In this study, we evaluated the performance of a novel companion animal syndromic surveillance system for the detection of the 2007 melamine-related nephrotoxicosis foodborne outbreak. With the documented outbreak record, we specifically tested the hypotheses concerning time to detection and outbreak duration. The results showed that the alerts generated from the analysis of elevated serum creatinine concentration could have led to an early detection of the 2007 foodborne outbreak and were well matched to the reported timeline of the outbreak. We also observed variations in the performance of the surveillance system across age of animals and syndromic components, which agreed with our hypothesis that the sensitivity of detection would be lower in older animals and with non-specific syndromic components due to an expected higher baseline diagnostic outcome proportion.
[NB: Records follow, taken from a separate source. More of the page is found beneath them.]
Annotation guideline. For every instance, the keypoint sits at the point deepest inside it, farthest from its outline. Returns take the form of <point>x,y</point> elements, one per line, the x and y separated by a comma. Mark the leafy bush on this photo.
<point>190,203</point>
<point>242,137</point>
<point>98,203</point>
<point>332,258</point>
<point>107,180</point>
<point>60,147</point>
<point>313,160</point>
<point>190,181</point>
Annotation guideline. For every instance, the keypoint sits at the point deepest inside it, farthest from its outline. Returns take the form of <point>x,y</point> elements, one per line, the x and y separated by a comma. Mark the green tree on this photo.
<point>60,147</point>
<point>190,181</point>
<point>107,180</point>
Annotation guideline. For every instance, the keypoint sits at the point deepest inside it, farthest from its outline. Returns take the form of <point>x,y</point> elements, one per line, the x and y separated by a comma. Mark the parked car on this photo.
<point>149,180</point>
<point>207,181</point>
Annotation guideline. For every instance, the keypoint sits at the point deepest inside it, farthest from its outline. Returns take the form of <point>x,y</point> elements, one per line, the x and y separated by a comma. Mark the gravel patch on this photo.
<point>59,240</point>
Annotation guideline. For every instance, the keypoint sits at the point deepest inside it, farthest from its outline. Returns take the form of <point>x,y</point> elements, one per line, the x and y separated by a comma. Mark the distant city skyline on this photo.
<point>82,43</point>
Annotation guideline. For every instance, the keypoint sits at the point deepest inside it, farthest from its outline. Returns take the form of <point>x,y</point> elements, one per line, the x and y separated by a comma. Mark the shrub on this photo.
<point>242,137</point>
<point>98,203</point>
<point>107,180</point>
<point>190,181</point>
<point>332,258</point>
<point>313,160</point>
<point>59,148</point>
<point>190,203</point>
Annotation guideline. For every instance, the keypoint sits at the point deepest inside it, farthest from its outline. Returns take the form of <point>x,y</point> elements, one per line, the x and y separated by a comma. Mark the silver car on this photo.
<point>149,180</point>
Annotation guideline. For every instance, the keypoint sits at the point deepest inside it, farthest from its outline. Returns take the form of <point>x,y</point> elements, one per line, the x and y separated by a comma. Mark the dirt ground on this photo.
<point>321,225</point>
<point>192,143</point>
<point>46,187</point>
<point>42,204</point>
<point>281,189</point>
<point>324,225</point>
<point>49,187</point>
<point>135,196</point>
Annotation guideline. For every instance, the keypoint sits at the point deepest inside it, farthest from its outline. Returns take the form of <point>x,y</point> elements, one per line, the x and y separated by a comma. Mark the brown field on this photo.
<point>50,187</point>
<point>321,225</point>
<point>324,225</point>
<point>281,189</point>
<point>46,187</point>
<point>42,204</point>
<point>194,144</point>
These findings further suggest the importance of integrating veterinary medical knowledge in the utilization and calibration of a surveillance program. Combined with the findings from previous evaluations using simulated outbreak scenarios, this study provided additional evidence that this novel syndromic surveillance system, if implemented in a centralized veterinary medical database, can effectively and accurately detect various types of foodborne illness outbreaks in companion animals.